Pour plus d’éléments se reporter aux articles suivants : « Le Marathon de Paris : un positionnement sportif et culturel au service de l’attractivité de la capitale », in Revue Marketing Territorial, n°8, Visée(s) touristique(s) de l’événementiel, paru en 2022 sous la plume d’Olivier Bessy et « Paris est en décalage avec les valeurs de sobriété », ITW d’Olivier Bessy, paru dans le Télégramme (01/04/2023)
L’Ultra-Trail du Mont-Blanc (UTMB) est aussi passé maître au fil du temps dans l’art du green-washing. En effet, conscients de la nécessité de préserver l’environnement du Mont-Blanc sensible à la pollution et au réchauffement climatique, les organisateurs de l’UTMB développent depuis le début une communication verte. Mais cette dernière est en contradiction avec la fréquentation grandissante de cet événements estimée à 100000 personnes aujourd’hui sur une semaine et le pourcentage record de coureurs étrangers (60%). Faire venir sur les sentiers et les routes du Mont-Blanc autant de monde et d’aussi loin, génère irrémédiablement des effets néfastes pour le territoire particulièrement vulnérable du Mont-Blanc. L’empreinte carbone de l’évènement se trouve être fortement amplifiée en raison d’une sur-fréquentation des lieux.
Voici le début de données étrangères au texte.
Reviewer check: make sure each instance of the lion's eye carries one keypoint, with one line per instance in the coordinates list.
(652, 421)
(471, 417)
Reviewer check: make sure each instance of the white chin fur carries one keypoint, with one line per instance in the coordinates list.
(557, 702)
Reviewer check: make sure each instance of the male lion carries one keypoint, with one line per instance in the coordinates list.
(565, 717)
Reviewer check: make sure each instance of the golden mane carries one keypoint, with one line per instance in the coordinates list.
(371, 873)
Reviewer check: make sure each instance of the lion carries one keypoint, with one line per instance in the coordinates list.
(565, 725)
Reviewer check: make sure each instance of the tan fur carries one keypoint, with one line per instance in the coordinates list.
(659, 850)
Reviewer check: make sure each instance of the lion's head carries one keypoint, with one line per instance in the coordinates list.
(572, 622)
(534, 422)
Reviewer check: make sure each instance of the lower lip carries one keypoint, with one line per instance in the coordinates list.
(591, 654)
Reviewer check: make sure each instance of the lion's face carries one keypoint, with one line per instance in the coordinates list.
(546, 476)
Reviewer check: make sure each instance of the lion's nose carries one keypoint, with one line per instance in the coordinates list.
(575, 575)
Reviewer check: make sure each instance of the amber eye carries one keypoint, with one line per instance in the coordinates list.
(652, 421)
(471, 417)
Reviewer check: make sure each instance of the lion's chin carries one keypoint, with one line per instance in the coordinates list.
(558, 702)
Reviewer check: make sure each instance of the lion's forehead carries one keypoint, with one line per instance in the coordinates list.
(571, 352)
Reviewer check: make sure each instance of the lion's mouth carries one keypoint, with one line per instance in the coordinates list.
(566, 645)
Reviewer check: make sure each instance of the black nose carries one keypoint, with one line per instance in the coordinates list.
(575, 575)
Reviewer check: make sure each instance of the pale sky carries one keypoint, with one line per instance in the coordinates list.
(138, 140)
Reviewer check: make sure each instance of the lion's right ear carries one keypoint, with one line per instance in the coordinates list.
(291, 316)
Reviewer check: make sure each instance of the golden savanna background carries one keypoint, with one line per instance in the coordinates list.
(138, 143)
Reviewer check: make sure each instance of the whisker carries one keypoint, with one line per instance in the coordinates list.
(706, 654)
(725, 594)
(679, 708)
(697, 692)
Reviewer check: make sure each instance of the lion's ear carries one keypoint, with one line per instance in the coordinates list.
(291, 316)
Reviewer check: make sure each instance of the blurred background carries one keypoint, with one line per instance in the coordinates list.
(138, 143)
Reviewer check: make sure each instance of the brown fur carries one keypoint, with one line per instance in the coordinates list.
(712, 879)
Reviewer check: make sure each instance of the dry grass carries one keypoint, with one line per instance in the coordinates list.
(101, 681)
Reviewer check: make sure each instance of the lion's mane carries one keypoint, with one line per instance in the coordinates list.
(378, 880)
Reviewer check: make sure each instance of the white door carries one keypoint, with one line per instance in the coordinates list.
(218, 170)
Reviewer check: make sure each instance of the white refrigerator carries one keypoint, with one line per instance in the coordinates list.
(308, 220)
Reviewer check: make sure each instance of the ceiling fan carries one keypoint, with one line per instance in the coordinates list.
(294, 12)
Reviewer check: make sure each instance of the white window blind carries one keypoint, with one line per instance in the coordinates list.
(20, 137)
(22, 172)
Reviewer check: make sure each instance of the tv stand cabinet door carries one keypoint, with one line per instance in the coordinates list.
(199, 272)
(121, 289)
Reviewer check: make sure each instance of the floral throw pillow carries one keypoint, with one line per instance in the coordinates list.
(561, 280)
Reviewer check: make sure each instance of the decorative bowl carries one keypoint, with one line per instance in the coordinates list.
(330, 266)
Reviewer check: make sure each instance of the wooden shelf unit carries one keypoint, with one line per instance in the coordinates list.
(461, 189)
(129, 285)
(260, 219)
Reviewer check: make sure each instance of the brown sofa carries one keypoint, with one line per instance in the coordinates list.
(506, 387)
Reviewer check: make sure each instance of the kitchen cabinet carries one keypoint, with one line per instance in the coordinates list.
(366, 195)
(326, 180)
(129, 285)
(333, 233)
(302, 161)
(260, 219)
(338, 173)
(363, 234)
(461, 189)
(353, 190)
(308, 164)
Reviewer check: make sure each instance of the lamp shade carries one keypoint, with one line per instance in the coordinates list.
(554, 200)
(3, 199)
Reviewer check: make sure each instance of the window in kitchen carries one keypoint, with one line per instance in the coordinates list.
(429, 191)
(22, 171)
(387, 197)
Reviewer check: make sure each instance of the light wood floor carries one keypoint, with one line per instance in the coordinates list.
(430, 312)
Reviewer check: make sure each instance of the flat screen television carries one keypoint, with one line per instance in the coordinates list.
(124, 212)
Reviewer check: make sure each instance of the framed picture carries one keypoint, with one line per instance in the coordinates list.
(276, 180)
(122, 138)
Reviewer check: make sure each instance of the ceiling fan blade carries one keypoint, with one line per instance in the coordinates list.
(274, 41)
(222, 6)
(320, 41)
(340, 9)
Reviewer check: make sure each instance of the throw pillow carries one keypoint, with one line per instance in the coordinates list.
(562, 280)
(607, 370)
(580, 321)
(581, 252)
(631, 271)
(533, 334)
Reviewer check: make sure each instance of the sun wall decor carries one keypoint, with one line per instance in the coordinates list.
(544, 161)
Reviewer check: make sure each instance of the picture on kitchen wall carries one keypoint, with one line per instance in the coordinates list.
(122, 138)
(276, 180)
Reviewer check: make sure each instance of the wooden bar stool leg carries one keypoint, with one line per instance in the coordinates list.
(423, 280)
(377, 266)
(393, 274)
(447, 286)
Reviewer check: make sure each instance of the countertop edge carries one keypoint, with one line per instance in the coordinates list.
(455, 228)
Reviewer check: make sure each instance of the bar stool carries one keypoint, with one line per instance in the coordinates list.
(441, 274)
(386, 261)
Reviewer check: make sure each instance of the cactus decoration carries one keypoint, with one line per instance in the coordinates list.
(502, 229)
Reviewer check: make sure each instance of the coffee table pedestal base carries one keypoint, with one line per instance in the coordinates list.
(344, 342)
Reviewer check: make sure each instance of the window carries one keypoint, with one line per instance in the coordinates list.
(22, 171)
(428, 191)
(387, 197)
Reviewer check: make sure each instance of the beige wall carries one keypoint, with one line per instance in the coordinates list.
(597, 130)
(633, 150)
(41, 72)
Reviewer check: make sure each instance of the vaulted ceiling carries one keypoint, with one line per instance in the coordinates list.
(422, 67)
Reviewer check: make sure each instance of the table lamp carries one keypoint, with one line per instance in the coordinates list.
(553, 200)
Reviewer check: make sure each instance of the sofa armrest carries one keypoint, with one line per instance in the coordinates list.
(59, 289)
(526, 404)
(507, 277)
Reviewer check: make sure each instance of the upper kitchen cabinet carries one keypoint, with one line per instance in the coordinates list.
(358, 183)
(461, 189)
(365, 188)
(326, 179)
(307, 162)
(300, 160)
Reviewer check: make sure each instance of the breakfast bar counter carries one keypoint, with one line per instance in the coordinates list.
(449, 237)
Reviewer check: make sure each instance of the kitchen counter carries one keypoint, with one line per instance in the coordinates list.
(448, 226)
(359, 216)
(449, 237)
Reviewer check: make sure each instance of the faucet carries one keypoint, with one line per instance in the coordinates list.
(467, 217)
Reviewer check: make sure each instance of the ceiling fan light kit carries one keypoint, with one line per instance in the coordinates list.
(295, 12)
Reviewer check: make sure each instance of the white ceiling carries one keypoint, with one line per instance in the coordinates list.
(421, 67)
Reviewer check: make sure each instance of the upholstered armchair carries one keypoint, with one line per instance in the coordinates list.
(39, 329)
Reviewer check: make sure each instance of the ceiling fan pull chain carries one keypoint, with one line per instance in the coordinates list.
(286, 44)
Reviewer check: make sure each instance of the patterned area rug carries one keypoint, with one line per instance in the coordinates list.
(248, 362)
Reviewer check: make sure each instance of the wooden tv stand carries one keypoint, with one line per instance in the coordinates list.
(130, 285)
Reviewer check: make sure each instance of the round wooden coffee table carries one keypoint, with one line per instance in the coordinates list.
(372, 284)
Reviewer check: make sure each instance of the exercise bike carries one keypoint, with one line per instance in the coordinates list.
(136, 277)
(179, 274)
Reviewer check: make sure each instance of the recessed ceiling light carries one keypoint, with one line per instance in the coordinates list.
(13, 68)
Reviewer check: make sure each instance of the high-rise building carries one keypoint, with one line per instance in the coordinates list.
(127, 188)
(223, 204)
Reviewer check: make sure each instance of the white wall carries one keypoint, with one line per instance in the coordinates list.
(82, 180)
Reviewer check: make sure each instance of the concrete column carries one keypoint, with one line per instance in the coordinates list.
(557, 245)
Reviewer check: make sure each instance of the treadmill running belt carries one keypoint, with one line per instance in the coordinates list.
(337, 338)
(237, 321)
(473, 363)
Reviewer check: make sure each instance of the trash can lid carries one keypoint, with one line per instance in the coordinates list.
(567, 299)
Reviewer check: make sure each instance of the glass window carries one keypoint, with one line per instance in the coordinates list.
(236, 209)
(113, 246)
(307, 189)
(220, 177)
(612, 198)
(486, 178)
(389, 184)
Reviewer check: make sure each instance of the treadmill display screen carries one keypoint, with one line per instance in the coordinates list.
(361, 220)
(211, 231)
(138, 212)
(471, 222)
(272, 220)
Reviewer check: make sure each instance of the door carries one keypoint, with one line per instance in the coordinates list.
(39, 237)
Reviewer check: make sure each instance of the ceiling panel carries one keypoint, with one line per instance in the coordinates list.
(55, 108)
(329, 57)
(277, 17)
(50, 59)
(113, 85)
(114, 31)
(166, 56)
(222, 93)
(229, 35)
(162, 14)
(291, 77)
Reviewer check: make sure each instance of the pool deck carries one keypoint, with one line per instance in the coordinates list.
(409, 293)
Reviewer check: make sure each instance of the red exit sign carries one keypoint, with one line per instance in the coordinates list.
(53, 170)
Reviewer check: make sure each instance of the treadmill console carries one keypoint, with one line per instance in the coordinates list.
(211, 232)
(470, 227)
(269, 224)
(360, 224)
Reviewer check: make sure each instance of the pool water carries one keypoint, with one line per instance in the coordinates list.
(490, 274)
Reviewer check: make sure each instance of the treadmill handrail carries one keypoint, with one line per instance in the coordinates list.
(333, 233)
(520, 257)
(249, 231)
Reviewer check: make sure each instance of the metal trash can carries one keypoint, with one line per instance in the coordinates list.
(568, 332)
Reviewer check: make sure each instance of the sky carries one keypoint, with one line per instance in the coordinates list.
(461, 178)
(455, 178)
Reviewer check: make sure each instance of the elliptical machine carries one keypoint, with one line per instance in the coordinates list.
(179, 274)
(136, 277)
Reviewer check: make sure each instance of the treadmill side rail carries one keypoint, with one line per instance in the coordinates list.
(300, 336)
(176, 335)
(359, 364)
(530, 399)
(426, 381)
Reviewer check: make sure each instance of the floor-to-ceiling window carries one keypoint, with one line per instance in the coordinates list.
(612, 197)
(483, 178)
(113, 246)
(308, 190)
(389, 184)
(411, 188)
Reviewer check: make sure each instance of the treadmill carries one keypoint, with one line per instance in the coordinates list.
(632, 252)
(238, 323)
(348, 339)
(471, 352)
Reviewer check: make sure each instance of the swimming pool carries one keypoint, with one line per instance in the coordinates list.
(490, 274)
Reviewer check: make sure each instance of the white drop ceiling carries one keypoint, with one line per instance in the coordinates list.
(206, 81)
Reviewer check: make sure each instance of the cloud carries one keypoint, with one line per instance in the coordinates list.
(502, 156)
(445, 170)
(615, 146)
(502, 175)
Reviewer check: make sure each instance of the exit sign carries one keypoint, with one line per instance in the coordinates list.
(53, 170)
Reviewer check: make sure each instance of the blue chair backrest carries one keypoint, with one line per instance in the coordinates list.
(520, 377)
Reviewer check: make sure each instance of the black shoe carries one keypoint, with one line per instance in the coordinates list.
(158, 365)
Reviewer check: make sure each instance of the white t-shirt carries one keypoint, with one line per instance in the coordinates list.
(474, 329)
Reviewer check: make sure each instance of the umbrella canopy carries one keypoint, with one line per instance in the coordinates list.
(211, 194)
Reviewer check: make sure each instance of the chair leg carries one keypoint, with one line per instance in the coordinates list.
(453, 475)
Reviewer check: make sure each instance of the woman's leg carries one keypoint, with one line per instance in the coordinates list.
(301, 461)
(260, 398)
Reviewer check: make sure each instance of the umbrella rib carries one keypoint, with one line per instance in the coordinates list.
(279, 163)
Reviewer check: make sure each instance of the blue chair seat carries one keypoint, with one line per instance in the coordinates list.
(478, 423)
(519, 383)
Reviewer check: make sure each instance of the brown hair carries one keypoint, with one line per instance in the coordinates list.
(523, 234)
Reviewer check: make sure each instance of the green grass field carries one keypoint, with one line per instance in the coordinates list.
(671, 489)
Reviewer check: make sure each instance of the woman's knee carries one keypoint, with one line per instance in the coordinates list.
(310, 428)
Elle est évaluée par WWF en 2019 à 11 610 tonnes équivalent CO2, soit un chiffre catastrophique qui équivaut au bilan d’un Grand Prix de Formule 1 » (Reporterre, 28/08/2023).
Pour plus d’éléments se reporter à l‘ouvrage d’Olivier Bessy paru en août 2024 : « 20 ans d’UTMB. De la construction du mythe à l’incarnation d’un avatar de l’hypermodernité »
Alors, comment s’extirper de cette stratégie de greenwashing et ne pas s’inspirer de ces deux modèles ? Comment s’extraire de cette spirale non vertueuse ? Comment privilégier la qualité et faire preuve de davantage de sobriété dans un monde majoritairement gouverné par le toujours plus et la course au profit ?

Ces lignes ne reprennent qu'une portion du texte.